CRANFORD, NJ — The room was dark except for some afternoon sunlight squeezing through the blinds. The cake case was empty and the knives and forks neatly arranged on napkins stood at the ready for customers who will never come.
The Downtown Family Restaurant across from the train station on North Avenue closed its doors for good Friday, June 1, leaving Tina Priovolos alone with the booths, menus and decades of memories.
Her dad, John, bought the place in 1975, fulfilling a lifelong dream to run his own restaurant. Tina was still tiny when she learned to run the register.
To listen to her describe it, it was a golden childhood. She was practically raised inside this dining room. She would park herself on one of the seats at the five-and-dime-style lunch counter and help herself to ice cream, cake, French fries and milkshakes — those are some of the great perks when dad runs the business.
Most of all, after the final customer had left and the door was locked, Priovolos’ thoughts turned to her father. He did the cooking, the baking and so much more before selling the business in 1986. He still owned the property, however. So, he returned to run the place about three years ago before he died in 2016.
Everywhere she turned inside of the dining room, Priovolos was reminded of those bygone days when her father greeted customers with a big smile, hearty laugh and some wonderful food.
“Keeping the restaurant going,” Priovolos said, “was like keeping him alive, I guess. When I walk in here, I feel his presence everywhere.”
Priovolos said she has been wrestling with the idea of closing the place for a few years now. The original plan was to sell it, but hang in there long enough so as to create a seamless transition with the new owners. However, life had other ideas.
“There was a hint from my father and God, really,” she said. “A lot of things culminated. I wanted to hold off until the other people were ready to come in, but I couldn’t do it because my mom had to go to the hospital.
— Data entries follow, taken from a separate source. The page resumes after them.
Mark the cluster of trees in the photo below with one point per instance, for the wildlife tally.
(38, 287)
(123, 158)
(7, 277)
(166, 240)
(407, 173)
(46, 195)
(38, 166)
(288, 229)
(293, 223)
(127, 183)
“My dog dies. Monday, my mom went into surgery. Tuesday, my dog died. And then the third day, one of the waitresses had to have emergency surgery. So, I had to visit my mom and the waitress. And it was the anniversary of father’s death in that same month. It was just a culmination of, ‘You know, I can’t do this. I can’t do all this.’ My daughter works full time and she would finish and come help out. So, I said, ‘You know, I think that’s a sign saying it’s time.’ I couldn’t cut myself in 50 different pieces.”
Although she had been preparing herself for this moment, the last day was difficult for Priovolos. The regulars in town, who would line the lunch counter and order everything from scrod to stuffed cabbage to spaghetti, filed in to say goodbye. The waitresses and cooks took photos together. Well-wishers gave Priovolos a bouquet of bright purple flowers as a going away present.
The way the emotions and tears flowed reminded Priovolos of the final episode of one of NBC’s long-running comedies from the 1980s and ’90s in which another neighborhood eatery that was beloved by its surrounding community shut its doors.
“We had families, kids here,” she said. “I had little kids crying, saying this was their favorite place and they’re so sad. It broke my heart. And the counter crew from town, and the locals. They were coming for years. They said how much fun it was to come here. It was like ‘Cheers’ — a lot of goodbyes and tears.”
Priovolos thinks her father would have understood that it was time to move on and focus on taking care of her mother, Irene, who was to be discharged from the hospital the day after the restaurant closed.
To remind, or perhaps to reassure, herself she evoked Ecclesiastes in the goodbye note she posted on the restaurant’s front door.
“There is a reason for everything in life,” it read in part.
Priovolos’ father, John, would have been proud of his daughter.
He came from Melissa, a small village in the south of Greece; served in the Greek army; and was an electrician by trade. He worked hard, saved up some money and came to America in 1966.
Priovolos said her dad was a powerful role model. He showed her the importance of hard work, and also ran the Lido Diner on U.S. Route 22 in Springfield.
“That’s what he said, ‘Never give up. Always strive,’ she said. “He came from Greece. He came over here with nothing. He would always say, ‘Work hard and never give up.’ And that’s what he did.”
He loved horse racing, gardening and, above all, cooking food that made people happy.
Around the Downtown Family Restaurant, formerly the Cranford Diner, he was known as the “Soup King.”
“He was wonderful,” Priovolos said. “He would love to make the cookies. He loved to make the soup and come and say, ‘Here, try this.’ He had a big personality.”
Priovolos said there was one final sign that it was time to close the restaurant. After all the customers had left, a light in the dining room inexplicably went out. Immediately, she remembered a tale her parents often told her. John had proposed to Irene under a street light.
“When he asked her, the light went out,” Priovolos said. “He told her that it was a sign that she had to say yes to him.”